Find a training partner. Having a training partner makes exercise more fun and easier to get motivated to get out the door. Knowing you have a “date” to meet someone, you’ll be less likely to make excuses. Invite friends and co-workers to work out with you. Or use your dog as a training partner – they will be more than happy to run around outside with you!
Make it fun. Exercise should be enjoyable, after all it takes place at a time when we are just focusing on ourselves and nothing else. Do the activities you love – whether it’s hiking or dance or swimming – and make sure that you are savoring this time you are taking out for yourself. If it starts to get monotonous, take music with you – it’ll make the experience more energetic and fun.
Reward yourself. After you finish a workout, take a few moments to savor that euphoric feeling that exercise gives you. The better you feel, the more often you will want to work out. This positive feedback loop is tremendously effective at keeping us in shape. For even more motivation, you can reward yourself with a non-food item, like a new pair of running shoes or a music album, after you’ve reached a goal.

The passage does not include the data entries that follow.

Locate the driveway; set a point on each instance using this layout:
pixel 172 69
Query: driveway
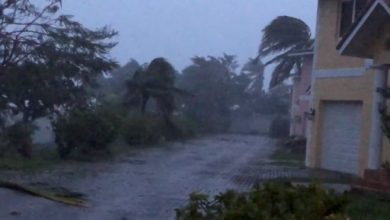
pixel 149 184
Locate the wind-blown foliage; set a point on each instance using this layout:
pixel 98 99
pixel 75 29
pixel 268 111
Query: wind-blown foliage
pixel 156 81
pixel 48 60
pixel 254 69
pixel 216 88
pixel 282 36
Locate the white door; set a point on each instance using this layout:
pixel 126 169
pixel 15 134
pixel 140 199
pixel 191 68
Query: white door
pixel 341 136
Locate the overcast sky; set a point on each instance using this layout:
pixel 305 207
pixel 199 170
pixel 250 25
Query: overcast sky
pixel 181 29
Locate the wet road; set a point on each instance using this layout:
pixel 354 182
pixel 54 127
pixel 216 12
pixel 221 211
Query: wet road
pixel 150 184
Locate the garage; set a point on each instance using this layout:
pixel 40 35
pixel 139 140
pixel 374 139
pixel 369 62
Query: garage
pixel 341 136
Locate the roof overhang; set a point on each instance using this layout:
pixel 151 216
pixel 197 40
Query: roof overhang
pixel 301 53
pixel 358 42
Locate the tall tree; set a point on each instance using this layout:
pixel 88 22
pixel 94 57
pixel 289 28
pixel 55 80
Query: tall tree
pixel 254 69
pixel 48 60
pixel 154 81
pixel 282 36
pixel 212 81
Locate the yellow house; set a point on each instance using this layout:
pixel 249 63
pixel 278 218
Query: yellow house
pixel 351 61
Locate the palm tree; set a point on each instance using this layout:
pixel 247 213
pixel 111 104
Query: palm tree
pixel 154 81
pixel 282 36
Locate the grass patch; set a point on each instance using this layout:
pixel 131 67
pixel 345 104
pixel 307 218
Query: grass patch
pixel 287 157
pixel 42 159
pixel 369 206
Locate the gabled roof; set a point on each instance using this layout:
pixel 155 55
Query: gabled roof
pixel 357 41
pixel 307 51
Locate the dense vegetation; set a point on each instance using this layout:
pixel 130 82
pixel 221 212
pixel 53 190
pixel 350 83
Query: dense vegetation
pixel 54 67
pixel 270 201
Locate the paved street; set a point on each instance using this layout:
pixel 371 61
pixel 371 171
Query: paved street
pixel 150 184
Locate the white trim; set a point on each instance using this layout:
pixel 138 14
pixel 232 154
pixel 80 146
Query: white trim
pixel 344 72
pixel 375 149
pixel 305 98
pixel 368 63
pixel 362 22
pixel 298 54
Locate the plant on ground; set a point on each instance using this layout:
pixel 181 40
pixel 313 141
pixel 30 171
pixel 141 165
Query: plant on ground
pixel 279 127
pixel 386 166
pixel 268 202
pixel 283 35
pixel 17 139
pixel 142 130
pixel 85 130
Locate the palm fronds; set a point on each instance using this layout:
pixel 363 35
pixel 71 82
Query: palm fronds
pixel 282 36
pixel 72 199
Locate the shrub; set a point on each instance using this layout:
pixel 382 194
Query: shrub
pixel 280 127
pixel 271 201
pixel 186 127
pixel 142 130
pixel 85 130
pixel 296 144
pixel 17 138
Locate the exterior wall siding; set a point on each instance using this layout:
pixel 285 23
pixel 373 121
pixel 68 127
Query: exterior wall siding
pixel 338 78
pixel 301 99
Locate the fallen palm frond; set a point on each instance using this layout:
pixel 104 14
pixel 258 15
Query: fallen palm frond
pixel 73 199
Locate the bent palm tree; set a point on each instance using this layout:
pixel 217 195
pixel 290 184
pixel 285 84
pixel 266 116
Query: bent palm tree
pixel 157 82
pixel 282 36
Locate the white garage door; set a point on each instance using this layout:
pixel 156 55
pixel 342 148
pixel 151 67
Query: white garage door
pixel 341 136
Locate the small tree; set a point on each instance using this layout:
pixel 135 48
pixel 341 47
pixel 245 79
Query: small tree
pixel 282 36
pixel 155 81
pixel 48 61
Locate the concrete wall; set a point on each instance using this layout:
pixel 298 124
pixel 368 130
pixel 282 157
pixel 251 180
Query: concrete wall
pixel 337 78
pixel 251 123
pixel 300 102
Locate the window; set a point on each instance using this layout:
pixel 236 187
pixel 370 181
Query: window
pixel 350 12
pixel 347 16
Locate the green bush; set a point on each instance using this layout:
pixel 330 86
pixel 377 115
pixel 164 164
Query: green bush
pixel 85 130
pixel 273 201
pixel 187 127
pixel 17 138
pixel 142 130
pixel 280 127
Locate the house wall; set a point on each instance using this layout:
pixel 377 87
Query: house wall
pixel 301 98
pixel 337 78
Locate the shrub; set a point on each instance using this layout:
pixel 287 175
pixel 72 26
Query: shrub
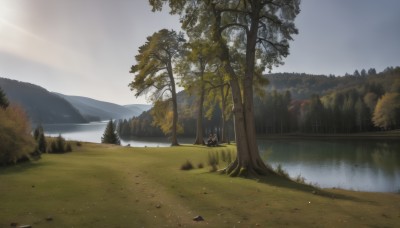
pixel 280 171
pixel 187 165
pixel 38 134
pixel 300 179
pixel 68 148
pixel 59 145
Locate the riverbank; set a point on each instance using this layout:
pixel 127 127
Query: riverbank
pixel 111 186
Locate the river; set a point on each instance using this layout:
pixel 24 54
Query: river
pixel 360 165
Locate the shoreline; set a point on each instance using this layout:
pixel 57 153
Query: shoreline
pixel 389 135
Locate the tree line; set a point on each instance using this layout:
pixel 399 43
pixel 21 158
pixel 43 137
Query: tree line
pixel 336 105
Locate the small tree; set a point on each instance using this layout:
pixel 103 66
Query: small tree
pixel 110 135
pixel 16 141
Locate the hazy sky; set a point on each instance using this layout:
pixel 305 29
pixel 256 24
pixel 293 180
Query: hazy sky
pixel 86 47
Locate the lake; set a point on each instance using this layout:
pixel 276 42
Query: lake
pixel 361 165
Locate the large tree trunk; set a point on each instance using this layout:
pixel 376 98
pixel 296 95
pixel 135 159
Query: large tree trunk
pixel 174 137
pixel 199 125
pixel 248 162
pixel 258 165
pixel 223 111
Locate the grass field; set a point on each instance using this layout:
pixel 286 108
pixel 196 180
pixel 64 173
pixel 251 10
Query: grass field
pixel 110 186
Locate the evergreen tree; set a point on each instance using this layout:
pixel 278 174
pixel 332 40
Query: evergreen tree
pixel 38 134
pixel 110 135
pixel 3 100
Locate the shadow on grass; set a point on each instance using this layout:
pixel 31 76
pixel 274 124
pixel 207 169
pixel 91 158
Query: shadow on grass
pixel 283 182
pixel 20 167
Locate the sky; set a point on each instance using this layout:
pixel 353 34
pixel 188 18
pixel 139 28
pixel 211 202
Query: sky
pixel 86 47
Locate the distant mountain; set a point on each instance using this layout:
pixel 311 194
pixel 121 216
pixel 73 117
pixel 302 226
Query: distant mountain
pixel 95 110
pixel 139 108
pixel 41 105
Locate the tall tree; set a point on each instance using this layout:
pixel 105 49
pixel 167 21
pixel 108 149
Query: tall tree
pixel 197 67
pixel 252 35
pixel 387 111
pixel 3 99
pixel 110 135
pixel 154 71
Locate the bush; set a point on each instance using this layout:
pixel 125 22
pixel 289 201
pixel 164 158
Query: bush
pixel 16 141
pixel 59 145
pixel 280 171
pixel 38 134
pixel 187 165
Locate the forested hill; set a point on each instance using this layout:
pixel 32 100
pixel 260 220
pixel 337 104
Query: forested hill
pixel 296 102
pixel 41 105
pixel 301 86
pixel 95 110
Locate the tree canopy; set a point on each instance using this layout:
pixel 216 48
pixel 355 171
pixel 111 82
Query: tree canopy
pixel 251 36
pixel 154 73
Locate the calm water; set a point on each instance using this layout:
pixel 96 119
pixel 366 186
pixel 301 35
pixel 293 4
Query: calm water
pixel 362 165
pixel 92 132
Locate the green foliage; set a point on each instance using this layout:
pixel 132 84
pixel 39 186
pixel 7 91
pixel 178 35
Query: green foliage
pixel 3 100
pixel 59 145
pixel 387 111
pixel 154 73
pixel 280 171
pixel 16 141
pixel 38 135
pixel 110 136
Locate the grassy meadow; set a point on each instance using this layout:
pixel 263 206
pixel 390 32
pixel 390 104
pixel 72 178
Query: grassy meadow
pixel 101 185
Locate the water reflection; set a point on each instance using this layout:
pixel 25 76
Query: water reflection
pixel 372 165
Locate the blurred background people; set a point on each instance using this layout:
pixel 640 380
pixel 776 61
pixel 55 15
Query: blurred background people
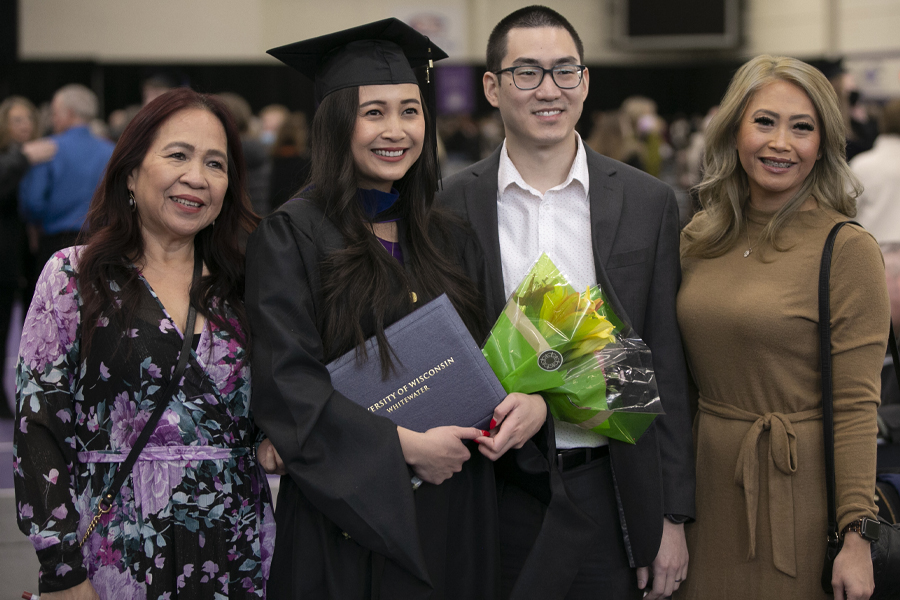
pixel 290 160
pixel 890 389
pixel 878 169
pixel 18 152
pixel 611 136
pixel 271 117
pixel 259 164
pixel 55 195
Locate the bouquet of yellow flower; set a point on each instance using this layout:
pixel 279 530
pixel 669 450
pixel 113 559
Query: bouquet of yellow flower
pixel 586 363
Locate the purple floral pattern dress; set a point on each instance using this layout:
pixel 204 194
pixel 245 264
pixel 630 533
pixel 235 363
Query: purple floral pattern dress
pixel 194 519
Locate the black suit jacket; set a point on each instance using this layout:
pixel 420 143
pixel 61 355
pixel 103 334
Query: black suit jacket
pixel 635 236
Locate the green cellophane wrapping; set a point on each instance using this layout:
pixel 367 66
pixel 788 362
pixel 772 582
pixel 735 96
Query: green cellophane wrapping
pixel 546 317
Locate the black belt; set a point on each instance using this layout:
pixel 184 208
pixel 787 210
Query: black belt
pixel 575 457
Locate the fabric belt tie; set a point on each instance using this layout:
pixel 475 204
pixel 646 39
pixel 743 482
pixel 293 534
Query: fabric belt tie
pixel 783 456
pixel 161 453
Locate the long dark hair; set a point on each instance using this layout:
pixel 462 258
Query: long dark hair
pixel 112 230
pixel 363 270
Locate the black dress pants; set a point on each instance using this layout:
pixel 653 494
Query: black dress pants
pixel 604 572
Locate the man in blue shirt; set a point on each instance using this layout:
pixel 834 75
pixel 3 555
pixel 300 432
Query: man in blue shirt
pixel 55 195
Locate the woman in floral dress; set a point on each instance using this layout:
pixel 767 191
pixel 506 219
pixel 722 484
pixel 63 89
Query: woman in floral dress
pixel 101 341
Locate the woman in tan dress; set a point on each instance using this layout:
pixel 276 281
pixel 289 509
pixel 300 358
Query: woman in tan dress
pixel 775 184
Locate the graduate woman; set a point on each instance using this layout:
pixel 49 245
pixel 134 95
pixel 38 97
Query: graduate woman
pixel 358 250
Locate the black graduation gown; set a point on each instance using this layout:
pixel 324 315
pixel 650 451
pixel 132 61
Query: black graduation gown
pixel 349 524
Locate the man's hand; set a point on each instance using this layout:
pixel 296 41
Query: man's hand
pixel 268 457
pixel 515 421
pixel 438 453
pixel 669 566
pixel 852 577
pixel 38 151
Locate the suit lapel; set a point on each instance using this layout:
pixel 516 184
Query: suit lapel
pixel 607 198
pixel 481 206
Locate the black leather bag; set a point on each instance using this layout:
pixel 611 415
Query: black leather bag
pixel 886 551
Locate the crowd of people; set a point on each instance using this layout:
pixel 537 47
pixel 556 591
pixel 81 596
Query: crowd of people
pixel 204 245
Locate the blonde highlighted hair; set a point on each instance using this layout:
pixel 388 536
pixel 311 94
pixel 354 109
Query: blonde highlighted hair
pixel 725 191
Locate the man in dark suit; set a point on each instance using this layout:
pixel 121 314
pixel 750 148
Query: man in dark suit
pixel 582 516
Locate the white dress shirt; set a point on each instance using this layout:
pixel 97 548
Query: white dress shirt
pixel 557 223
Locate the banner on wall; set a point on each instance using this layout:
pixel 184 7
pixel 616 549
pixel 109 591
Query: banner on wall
pixel 876 78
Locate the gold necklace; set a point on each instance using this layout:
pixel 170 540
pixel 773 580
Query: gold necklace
pixel 749 249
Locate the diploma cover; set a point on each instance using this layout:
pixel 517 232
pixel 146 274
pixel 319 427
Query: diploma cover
pixel 441 377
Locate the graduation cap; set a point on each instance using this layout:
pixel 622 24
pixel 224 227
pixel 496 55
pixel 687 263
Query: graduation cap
pixel 381 53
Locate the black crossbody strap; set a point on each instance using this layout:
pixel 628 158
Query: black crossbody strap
pixel 162 403
pixel 827 382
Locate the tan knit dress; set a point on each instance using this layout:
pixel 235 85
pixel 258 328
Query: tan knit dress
pixel 750 331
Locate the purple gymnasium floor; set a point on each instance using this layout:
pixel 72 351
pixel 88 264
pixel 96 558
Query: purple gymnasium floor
pixel 18 563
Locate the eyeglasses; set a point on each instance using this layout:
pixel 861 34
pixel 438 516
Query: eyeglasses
pixel 529 77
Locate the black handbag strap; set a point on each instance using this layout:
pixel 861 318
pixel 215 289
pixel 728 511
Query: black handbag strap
pixel 827 377
pixel 164 399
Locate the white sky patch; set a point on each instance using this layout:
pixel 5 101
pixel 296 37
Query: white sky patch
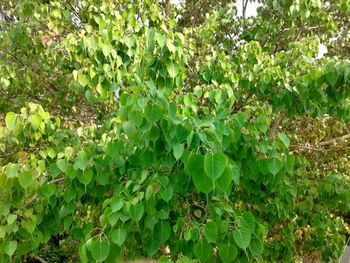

Remember physical fitness is for life so don’t stress if you slip occasionally. The most important thing is that you get back on track as soon as you can, as long as your body is up to it. Your brain may make it seem like it’s more of a struggle than it really is, so take it one day at a time. If you have a bleed or joint pain, you can always do low intensity exercise, or activities that focus on mental health, like meditation. Stay focused, even with setbacks, and you can achieve any fitness goal you put your mind to.
*As with any new activity, or if you are having joint or bleeding problems, make sure you check with your physician to be sure you are ready to get started.